Unlike many other insurers embedding innovation within the core organization, Aviva decided that relying on country- and product-level CEOs wouldn’t yield dramatic results. Instead it established a separate legal entity, with its own budget, to drive digital innovation, M&A and partnerships, with Wei reporting to Aviva’s global CEO, Mark Wilson, and the board of directors. Aviva Digital established Singapore as a second hub, after London, and set up a separate office arranged around agile business practices.

Although some projects focus on Aviva’s insurance business, Wei says the focus in Singapore has been on the Navigator business, which is designed to be used by IFAs and their retail customers to build a portfolio based on an advisor’s recommendations. The platform carries 620 products from a variety of mutual-fund companies; Navigator links to fund managers via Calastone, a vendor that facilitates interoperability among fund houses and distributors.

The Navigator business was first launched in 2002, but has roots in Australia that go back to the 1990s. Its main competitor is Hong Kong-based iFAST Financial. Neither business has achieved scale because, as in most Asian markets, independent financial advisors have struggled to sell advice rather than push products; banks are the primary distributor of retail funds.

Revitalizing Navigator

“Navigator has been a small part of Aviva,” says Warwick Young, Navigator’s CEO, in an earlier interview with DigFin. “Financial-advisory platforms were always starved of capital and struggled to recruit against tied-agency distributors.”

But tied-agency models only offer a narrow product set, whereas consumers in Singapore want more choice, and technology makes multi-product sales more cost-effective; for example, DollarDex now accepts investments as low as S$100. With the creation of Aviva Digital, Navigator has also been given more independence and a bigger budget.

“We’re giving Navigator a real shot with its own management team,” Young told DigFin. He acknowledges it is difficult moving a business to a new digital footing, which is one reason why Navigator was moved into Aviva’s ‘digital garage’. Beyond the technology upgrades and functionality that Navigator has built, the business is being repositioned around data, from compliance to product recommendations. Young says one challenge is linking it to third parties, notably the financial advisors themselves, who need to use the system to make it worthwhile.

“Getting individuals to agree to use one system and stick to it is hard,” Young said. “It can be like herding cats.” But the advantages will become clear as the government makes it easier for people to release information digitally. “It’s early days but I have a lot of hope for that,” Young said.

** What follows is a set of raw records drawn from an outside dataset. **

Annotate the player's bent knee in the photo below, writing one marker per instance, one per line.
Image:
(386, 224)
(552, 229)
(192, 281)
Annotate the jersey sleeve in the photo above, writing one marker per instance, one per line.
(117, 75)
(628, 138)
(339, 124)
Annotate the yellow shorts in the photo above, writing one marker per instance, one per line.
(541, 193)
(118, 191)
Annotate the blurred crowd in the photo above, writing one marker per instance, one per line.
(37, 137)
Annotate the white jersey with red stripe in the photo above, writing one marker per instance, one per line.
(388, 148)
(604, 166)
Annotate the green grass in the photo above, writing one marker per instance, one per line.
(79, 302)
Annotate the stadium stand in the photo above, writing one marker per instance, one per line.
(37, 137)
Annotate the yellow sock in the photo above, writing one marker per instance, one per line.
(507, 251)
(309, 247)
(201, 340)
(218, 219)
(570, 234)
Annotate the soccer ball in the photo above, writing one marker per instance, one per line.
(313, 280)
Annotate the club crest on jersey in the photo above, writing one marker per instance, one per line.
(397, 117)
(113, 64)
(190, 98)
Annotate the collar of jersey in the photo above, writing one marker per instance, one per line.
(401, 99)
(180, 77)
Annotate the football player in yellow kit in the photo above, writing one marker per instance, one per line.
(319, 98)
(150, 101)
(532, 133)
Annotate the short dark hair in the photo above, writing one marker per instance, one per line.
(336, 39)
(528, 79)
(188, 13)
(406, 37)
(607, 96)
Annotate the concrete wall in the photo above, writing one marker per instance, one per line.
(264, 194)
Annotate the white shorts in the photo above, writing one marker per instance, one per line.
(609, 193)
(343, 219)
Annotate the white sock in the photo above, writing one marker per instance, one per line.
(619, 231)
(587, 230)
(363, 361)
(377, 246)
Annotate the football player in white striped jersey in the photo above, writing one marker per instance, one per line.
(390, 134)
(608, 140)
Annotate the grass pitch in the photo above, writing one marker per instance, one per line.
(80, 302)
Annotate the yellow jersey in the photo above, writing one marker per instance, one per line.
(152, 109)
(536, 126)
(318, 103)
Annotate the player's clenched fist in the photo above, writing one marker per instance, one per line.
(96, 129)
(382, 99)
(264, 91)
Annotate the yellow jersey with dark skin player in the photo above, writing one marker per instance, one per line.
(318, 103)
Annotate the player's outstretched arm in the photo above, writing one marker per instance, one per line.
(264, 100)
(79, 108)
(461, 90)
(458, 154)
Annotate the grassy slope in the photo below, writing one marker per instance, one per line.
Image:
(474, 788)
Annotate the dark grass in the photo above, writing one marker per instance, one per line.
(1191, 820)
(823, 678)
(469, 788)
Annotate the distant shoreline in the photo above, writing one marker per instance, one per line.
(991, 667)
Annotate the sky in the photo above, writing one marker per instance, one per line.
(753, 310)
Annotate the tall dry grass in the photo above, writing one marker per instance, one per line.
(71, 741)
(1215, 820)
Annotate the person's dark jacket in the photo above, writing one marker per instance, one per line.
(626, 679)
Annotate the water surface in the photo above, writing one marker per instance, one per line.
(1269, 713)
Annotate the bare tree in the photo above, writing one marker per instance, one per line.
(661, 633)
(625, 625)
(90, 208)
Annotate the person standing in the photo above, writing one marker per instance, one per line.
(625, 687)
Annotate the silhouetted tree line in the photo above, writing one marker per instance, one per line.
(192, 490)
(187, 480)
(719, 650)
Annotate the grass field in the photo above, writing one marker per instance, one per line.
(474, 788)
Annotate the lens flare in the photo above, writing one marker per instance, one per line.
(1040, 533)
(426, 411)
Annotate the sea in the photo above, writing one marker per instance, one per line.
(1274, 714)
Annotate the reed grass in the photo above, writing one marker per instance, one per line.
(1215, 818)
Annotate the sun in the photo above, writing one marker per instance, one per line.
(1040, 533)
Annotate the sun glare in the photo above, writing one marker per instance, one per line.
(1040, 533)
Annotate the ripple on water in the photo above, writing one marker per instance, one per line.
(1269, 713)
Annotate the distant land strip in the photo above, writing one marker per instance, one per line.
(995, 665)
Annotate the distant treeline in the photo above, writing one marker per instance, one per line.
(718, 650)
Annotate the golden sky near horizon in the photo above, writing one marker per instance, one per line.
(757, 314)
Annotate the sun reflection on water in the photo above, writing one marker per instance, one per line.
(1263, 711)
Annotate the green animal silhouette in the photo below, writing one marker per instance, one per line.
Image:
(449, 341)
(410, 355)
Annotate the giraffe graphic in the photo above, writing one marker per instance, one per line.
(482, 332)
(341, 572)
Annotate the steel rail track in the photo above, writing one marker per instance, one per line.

Wei says the decision to revamp Navigator as well as the smaller DollarDex business also reflect a changing customer base. “We want to attract well educated, savvy investors who want to get into the game,” he said.

So is it working? Wei declined to discuss numbers such as revenue or new customers. “We track the data every day,” he said. “We look at things like visits and bounce rates.” The digital company is still building data teams and training its actuaries to use new sources of information to run statistical analyses. “Aviva is 321 years old, and stability and heritage still matter to a life insurance company,” Wei said. “But we also know we have to disrupt ourselves.”